Just wanted to take a minute and say thank you to all who make this site the way it is. Had an issue on the lake the other day, motor would drop down in rpm's at WOT and then back up. I am fairly new to working on outboards, so when I came home I visited here and made a search and started reading.....looks like a fuel delivery problem.....started to make a list........ plugged fuel filter.....bad fuel hoses....bad primer bulb...dirty carb....bad fuel pump....etc, etc. Started searching for replacement parts and rebuild kits for all....so I had some idea of cost of each....went to NAPA for new fuel filter since old one was a NAPA part....went to the lake the next day....problem seems corrected, runs at WOT just as it should......not a major tear down and rebuild, but a first step in my ability to work on an outboard and correct the problem....this site was the reason.......thanks to all....


----------



## Johnny (May 27, 2017)

good job Fire !!
I also think this is ONE AWESOME FORUM to learn and share ideas and experiences.
don't know why, but, I have always been intimidated by outboard repairs (everyone has their own fears).
my last outboard issue was the same as yours - fuel delivery - very frustrating indeed.
if you don't have the first clue as what to look for or where to start.
starting at the carb and working back to the gas tank can be expensive in repairing/replacing things
that are not the problem...... my philosophy is to start at the tank and work towards the motor.
the most simplest issues can be the most frustrating and time consuming (but can be the cheapest to fix).
again - good job on your fix !!


----------



## Captain Ahab (May 27, 2017)

take full credit Thanks :mrgreen: :mrgreen: :mrgreen: :mrgreen: :mrgreen: :mrgreen: :mrgreen: :mrgreen: :mrgreen:


----------



## Jim (May 28, 2017)

Awesome man! :beer:


----------



## fool4fish1226 (May 28, 2017)

:beer: :beer: :beer:


----------



## DaleH (May 28, 2017)

Glad...it..worked...for..you...but..man.....that...was.......tough..to...read.....


----------



## LDUBS (May 28, 2017)

DaleH said:


> Glad...it..worked...for..you...but..man.....that...was.......tough..to...read.....

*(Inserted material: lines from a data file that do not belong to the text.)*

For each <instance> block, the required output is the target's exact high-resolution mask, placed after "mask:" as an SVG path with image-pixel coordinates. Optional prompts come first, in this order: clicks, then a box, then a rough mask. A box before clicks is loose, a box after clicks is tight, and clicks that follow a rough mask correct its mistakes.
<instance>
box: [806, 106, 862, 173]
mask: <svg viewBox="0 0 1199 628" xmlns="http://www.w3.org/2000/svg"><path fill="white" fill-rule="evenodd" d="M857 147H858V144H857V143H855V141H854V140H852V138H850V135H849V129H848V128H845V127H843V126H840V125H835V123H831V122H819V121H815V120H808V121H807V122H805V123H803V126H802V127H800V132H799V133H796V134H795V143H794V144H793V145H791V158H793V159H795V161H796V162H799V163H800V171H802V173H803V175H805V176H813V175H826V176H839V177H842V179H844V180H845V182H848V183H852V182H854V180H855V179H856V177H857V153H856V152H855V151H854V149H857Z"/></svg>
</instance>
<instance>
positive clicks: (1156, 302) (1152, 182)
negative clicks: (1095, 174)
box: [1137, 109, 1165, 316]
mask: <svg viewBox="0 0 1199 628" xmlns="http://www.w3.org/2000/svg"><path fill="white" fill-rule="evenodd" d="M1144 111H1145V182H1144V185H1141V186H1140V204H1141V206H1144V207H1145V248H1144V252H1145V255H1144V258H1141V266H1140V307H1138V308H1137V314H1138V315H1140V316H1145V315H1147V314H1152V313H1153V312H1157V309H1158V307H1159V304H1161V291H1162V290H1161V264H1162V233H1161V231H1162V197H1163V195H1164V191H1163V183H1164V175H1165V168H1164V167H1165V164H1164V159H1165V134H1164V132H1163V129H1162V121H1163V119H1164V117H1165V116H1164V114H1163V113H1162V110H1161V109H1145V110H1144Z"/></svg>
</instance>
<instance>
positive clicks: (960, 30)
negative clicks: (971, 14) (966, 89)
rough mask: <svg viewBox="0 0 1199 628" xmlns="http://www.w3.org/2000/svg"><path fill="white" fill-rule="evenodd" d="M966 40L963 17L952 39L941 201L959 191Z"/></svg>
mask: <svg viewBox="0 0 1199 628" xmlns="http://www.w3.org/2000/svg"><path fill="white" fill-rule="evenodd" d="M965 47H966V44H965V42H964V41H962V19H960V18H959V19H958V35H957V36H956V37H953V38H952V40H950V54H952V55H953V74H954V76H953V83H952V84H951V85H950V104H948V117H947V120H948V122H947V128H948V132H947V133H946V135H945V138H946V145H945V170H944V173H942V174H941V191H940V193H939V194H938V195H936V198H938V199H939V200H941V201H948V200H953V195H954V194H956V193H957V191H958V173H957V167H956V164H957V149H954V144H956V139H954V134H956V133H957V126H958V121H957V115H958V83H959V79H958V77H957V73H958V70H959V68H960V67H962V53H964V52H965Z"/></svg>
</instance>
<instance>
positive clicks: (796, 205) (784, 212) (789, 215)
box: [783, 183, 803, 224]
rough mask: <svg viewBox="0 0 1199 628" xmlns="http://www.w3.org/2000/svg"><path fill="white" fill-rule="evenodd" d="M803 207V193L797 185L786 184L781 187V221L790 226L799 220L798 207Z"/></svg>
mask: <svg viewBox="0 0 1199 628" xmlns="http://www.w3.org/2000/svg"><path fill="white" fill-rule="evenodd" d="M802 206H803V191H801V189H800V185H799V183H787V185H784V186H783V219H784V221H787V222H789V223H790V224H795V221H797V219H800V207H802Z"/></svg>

Funny, I didn't even notice until I read your post. I think it made it easier for me to read, and that is all I will say on the subject ... period!


----------



## Fire1386 (May 28, 2017)

LOL sorry Dale. I will try and do better next time....


----------



## stinkfoot (May 28, 2017)

DaleH said:


> Glad...it..worked...for..you...but..man.....that...was.......tough..to...read.....


 Haha, I'm also a ... typist.....


----------



## WiskeyJaR (May 30, 2017)

I was able to read it just fine.....but then I ride a low horse :beer: :-


----------



## Jim (May 30, 2017)

WiskeyJaR said:


> I was able to read it just fine.....but then I ride a low horse :beer: :-



:LOL2:


----------



## Shoedawg (May 31, 2017)

LOL get ready for my OB motor questions coming soon to a thread near you. I am very confident that someone has an answer for me on here. Best forum on the net. EVER!!!


----------